Ocean acidification a threat to local fisheries

The cold waters and currents of the North Pacific Ocean make the ecosystems around the Aleutians more susceptible to ocean acidification. Brad Warren with the Sustainable Fisheries Partnership spoke about the issue at the Western Alaska Interdisciplinary Science Conference Thursday.

“It’s a cross cutting threat to food webs that support fisheries. It affects the physiologies of many species in the marine system – gill function, reproduction, growth rates, blood chemistry, heart functions. The primary cause of death for fish exposed to high CO2 is heart attacks. It’s really a wide band of effectors of harm.”



Ocean acidification is caused by rising carbon dioxide levels in the atmosphere. It’s absorbed into the ocean, which creates carbonic acid. That acid increases the pH of the ocean waters. The most obvious and best understood problem is its affect on calcification of shells. Warren said the acid corrodes the shells of large species, like crabs and oysters, but also the shells of smaller organisms that are important links in the food web.

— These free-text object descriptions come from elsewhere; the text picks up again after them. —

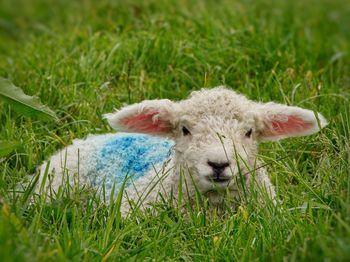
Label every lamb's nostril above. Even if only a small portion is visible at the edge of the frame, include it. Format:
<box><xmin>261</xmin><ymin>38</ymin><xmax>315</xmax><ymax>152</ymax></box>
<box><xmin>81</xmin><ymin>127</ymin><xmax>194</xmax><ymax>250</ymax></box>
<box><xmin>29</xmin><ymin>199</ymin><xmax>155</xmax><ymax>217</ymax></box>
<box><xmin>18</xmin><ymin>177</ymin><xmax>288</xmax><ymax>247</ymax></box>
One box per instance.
<box><xmin>207</xmin><ymin>161</ymin><xmax>230</xmax><ymax>170</ymax></box>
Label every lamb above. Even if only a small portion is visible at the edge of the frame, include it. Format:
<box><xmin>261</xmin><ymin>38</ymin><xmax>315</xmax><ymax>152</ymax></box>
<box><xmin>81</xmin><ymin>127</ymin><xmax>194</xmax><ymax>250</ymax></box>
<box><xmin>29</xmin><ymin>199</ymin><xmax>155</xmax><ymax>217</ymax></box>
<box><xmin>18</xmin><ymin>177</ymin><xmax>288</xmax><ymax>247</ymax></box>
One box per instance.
<box><xmin>36</xmin><ymin>87</ymin><xmax>327</xmax><ymax>215</ymax></box>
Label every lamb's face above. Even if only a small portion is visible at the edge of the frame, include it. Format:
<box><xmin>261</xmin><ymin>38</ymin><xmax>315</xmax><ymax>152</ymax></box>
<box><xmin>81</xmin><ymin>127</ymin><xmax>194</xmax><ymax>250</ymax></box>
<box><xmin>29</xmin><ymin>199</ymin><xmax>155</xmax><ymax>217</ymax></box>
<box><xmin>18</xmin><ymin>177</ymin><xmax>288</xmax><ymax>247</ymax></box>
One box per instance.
<box><xmin>105</xmin><ymin>87</ymin><xmax>327</xmax><ymax>195</ymax></box>
<box><xmin>172</xmin><ymin>90</ymin><xmax>260</xmax><ymax>192</ymax></box>
<box><xmin>172</xmin><ymin>116</ymin><xmax>258</xmax><ymax>193</ymax></box>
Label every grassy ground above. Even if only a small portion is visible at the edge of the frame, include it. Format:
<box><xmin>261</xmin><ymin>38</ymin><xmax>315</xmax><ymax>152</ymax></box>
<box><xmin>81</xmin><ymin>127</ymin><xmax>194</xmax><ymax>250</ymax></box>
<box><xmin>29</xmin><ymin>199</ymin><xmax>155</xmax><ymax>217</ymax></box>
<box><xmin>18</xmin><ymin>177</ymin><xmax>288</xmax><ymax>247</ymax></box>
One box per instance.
<box><xmin>0</xmin><ymin>0</ymin><xmax>349</xmax><ymax>261</ymax></box>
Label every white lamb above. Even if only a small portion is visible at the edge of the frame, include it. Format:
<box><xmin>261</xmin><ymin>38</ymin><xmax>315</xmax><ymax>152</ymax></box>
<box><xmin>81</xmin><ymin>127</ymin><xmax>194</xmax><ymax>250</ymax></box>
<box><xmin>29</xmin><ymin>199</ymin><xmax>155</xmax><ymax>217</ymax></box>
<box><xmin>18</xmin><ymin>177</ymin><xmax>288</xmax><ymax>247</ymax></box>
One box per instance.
<box><xmin>37</xmin><ymin>87</ymin><xmax>327</xmax><ymax>215</ymax></box>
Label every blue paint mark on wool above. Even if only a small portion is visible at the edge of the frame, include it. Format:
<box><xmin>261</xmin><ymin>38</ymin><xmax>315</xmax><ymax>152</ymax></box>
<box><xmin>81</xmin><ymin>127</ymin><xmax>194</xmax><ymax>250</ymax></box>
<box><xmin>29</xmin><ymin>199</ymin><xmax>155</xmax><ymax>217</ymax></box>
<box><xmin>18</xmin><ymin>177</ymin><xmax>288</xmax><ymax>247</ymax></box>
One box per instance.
<box><xmin>91</xmin><ymin>133</ymin><xmax>174</xmax><ymax>191</ymax></box>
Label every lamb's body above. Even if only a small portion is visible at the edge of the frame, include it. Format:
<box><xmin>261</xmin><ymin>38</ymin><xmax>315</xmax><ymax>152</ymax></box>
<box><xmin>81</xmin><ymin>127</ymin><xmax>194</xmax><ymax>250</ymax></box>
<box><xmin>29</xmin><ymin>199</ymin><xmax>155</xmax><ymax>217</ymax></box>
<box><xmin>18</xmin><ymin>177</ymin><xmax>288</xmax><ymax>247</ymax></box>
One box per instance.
<box><xmin>39</xmin><ymin>134</ymin><xmax>174</xmax><ymax>215</ymax></box>
<box><xmin>39</xmin><ymin>133</ymin><xmax>174</xmax><ymax>195</ymax></box>
<box><xmin>37</xmin><ymin>87</ymin><xmax>327</xmax><ymax>215</ymax></box>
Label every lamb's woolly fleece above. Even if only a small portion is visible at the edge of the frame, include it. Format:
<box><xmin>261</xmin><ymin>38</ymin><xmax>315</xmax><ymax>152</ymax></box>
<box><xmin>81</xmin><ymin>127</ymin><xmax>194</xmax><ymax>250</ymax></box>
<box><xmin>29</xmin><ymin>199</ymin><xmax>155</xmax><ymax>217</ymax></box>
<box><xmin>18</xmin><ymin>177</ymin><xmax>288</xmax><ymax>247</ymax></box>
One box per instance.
<box><xmin>36</xmin><ymin>87</ymin><xmax>327</xmax><ymax>215</ymax></box>
<box><xmin>38</xmin><ymin>133</ymin><xmax>174</xmax><ymax>198</ymax></box>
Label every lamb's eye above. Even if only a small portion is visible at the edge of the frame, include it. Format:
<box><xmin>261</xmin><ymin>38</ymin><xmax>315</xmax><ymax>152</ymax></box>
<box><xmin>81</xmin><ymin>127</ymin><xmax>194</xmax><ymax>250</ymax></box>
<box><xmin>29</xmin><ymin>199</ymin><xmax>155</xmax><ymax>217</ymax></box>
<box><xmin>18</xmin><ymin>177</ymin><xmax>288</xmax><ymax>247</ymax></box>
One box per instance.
<box><xmin>245</xmin><ymin>128</ymin><xmax>253</xmax><ymax>138</ymax></box>
<box><xmin>182</xmin><ymin>126</ymin><xmax>191</xmax><ymax>136</ymax></box>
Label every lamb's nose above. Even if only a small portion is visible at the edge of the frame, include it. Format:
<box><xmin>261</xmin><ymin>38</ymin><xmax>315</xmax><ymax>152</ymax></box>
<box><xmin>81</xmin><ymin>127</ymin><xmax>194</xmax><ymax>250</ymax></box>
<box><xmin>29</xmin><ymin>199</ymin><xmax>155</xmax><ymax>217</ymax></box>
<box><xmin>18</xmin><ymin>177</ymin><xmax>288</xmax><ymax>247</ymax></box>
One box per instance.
<box><xmin>207</xmin><ymin>161</ymin><xmax>230</xmax><ymax>173</ymax></box>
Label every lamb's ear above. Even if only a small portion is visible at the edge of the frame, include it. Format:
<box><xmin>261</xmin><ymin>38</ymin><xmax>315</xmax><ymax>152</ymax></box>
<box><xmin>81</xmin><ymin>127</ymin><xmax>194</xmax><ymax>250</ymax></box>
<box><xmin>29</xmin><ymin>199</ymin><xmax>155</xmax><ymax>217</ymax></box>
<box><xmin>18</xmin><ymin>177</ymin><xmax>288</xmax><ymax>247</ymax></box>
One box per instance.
<box><xmin>103</xmin><ymin>99</ymin><xmax>176</xmax><ymax>136</ymax></box>
<box><xmin>254</xmin><ymin>102</ymin><xmax>328</xmax><ymax>141</ymax></box>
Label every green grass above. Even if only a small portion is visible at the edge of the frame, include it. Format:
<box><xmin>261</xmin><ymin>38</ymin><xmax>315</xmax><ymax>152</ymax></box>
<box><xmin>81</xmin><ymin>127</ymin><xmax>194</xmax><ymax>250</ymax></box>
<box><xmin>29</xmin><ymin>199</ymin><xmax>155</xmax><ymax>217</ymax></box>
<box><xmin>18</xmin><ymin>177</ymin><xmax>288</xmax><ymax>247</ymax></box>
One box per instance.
<box><xmin>0</xmin><ymin>0</ymin><xmax>350</xmax><ymax>260</ymax></box>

“Many of the things that fish eat are experiencing conditions that may be fatal to them, particularly at early life stages,” he explained. “If that’s persistent for long enough, it’s likely to cause recruitment problems in fisheries. Whether it has already caused them, no one knows. There’s not enough information.”

Preliminary research in the Bering Sea shows corrosive acid in all levels of the water column. Warren said it’s unclear if the acidification is already causing problems, like the smaller fish some fishermen are reporting. This could be caused by many things there isn’t enough research to say yet.